Jackson produced a sputtering sound while Kendrick went utterly still.

Adrian knew what he was about to say might be cruel, yet he didn’t care. In fact, he felt nothing but anger accompanied by a bone-deep need to hurt others.

So he didn’t hold back when he added, “Unfortunately, neither of us has a chance in hell of getting what we’re after.”

“You’re wrong,” Kendrick said, surprising Adrian with his response. The fact that he would remark on such a crass comment at all was shocking. “One of us is more likely to realize their dream than the other. Furthermore, you are the one who’ll be carved into pieces and fed to a herd of pigs if I ever hear you disrespect Miss Hastings again.”

“Apologies.” Adrian dipped his chin. It was the expected response rather than any reflection of guilt he might feel.

He didn’t. Couldn’t. His body and brain, his overall emotional state, was entirely numb. Save for that wrathful storm raging inside him. That was all he had. The only thing that was real at the moment. A vicious poison consuming him to his core.

No one uttered another word as the carriage drove on. It shook in response to every pothole and jerked to the side when they rounded a corner. The hoofbeats accompanied the uneven ride, like a mangled piece of music where the coachman’s whip set the tempo.

Another rough turn and they started to slow. The horses whinnied, wheels grinding on stone as the coachman pulled on the reins. Adrian opened the door and leapt out, his gaze sweeping the street from one end to the other before he was joined by Kendrick and Jackson.

Duke Street.

Only two streets away from Portman Square. Samantha had nearly been home. The thought, the contemplation of what she might be going through now…

His leather-clad fingers curled into his palms.

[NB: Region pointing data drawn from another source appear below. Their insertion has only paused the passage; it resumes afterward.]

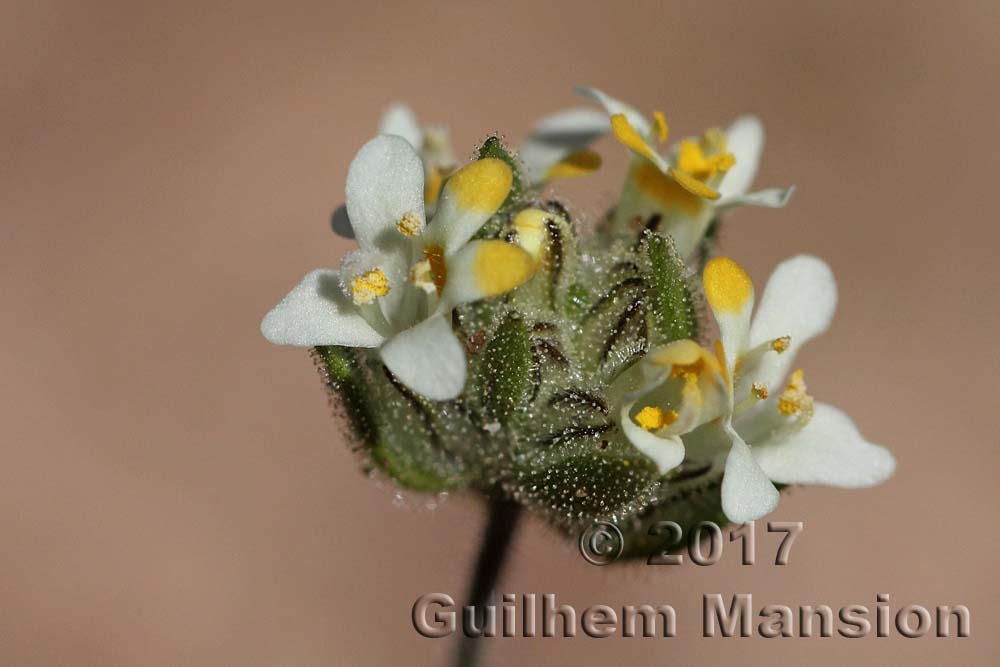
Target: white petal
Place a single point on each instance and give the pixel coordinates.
(730, 295)
(745, 140)
(798, 301)
(483, 269)
(615, 106)
(385, 182)
(341, 223)
(316, 312)
(827, 450)
(747, 493)
(557, 136)
(469, 198)
(400, 120)
(768, 198)
(666, 453)
(428, 359)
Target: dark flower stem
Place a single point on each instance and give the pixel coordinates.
(497, 537)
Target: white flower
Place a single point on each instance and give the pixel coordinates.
(396, 290)
(680, 400)
(777, 432)
(555, 148)
(696, 180)
(669, 392)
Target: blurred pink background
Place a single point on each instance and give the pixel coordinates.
(172, 488)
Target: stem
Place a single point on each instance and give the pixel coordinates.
(497, 537)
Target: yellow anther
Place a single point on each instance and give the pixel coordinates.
(725, 162)
(694, 185)
(500, 267)
(658, 185)
(779, 345)
(653, 418)
(481, 186)
(410, 224)
(369, 286)
(432, 186)
(795, 400)
(727, 286)
(662, 130)
(434, 256)
(714, 140)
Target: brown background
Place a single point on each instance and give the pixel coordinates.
(172, 490)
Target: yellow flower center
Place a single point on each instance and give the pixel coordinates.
(779, 345)
(410, 224)
(794, 400)
(369, 286)
(705, 159)
(653, 418)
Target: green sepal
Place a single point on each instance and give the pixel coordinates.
(398, 431)
(505, 368)
(669, 288)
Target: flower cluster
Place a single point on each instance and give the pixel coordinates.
(477, 339)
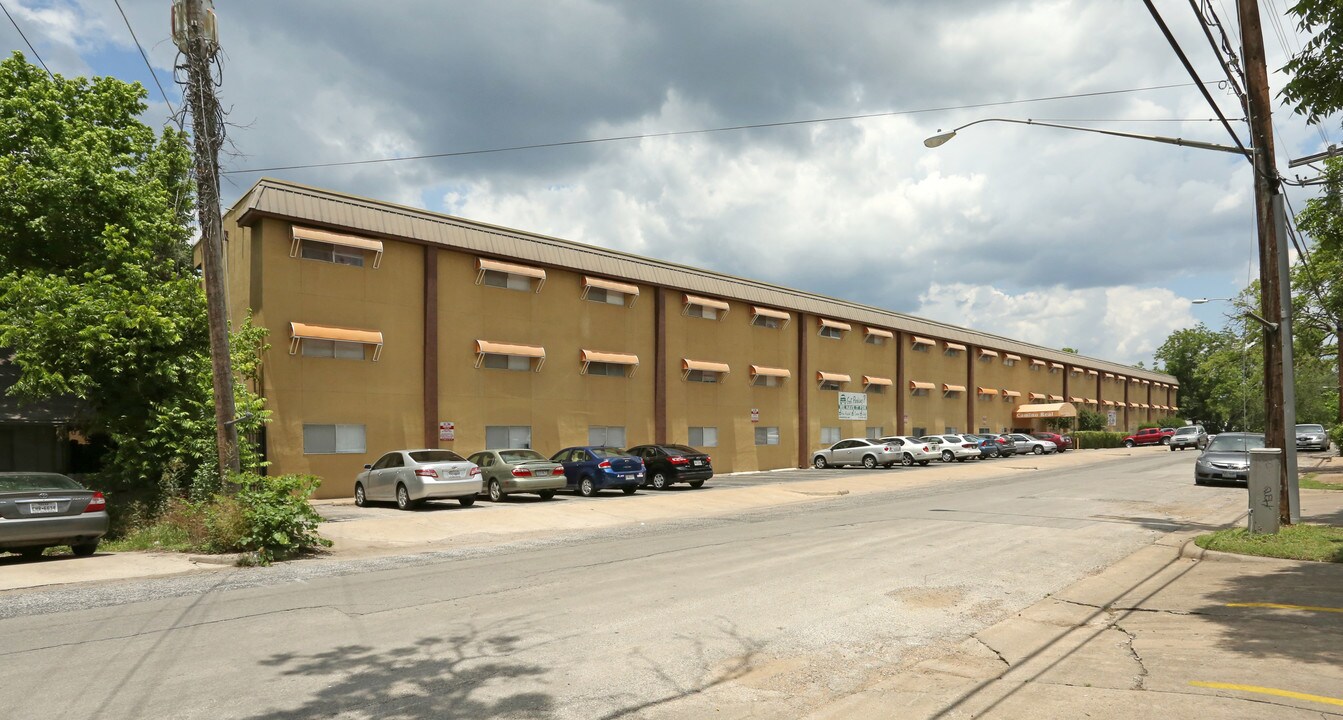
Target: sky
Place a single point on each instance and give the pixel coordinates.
(1060, 238)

Frigid air brushed the nape of his neck as a gust of wind passed. No one else was about, save for a lamplighter making his rounds in order to snuff out the gaslights. Unsurprising, given the hour.

“Jackson, go question that man if you would,” Kendrick said before telling Adrian, “I see no trace of your carriage.”

“It’s worth a fine price,” Adrian muttered. He started walking, his attention on the ground as he strode toward the far end of the street. “It would have been foolish of O’Leary to abandon it here.”

“What I mean to say is that it could lead us to him.” Kendrick kept pace with Adrian, slowing, halting, or resuming his stride accordingly. “Carriages are large. Not so easy to hide. Least of all when they’re flashy. My point is if someone saw it driving about, they must have noticed.”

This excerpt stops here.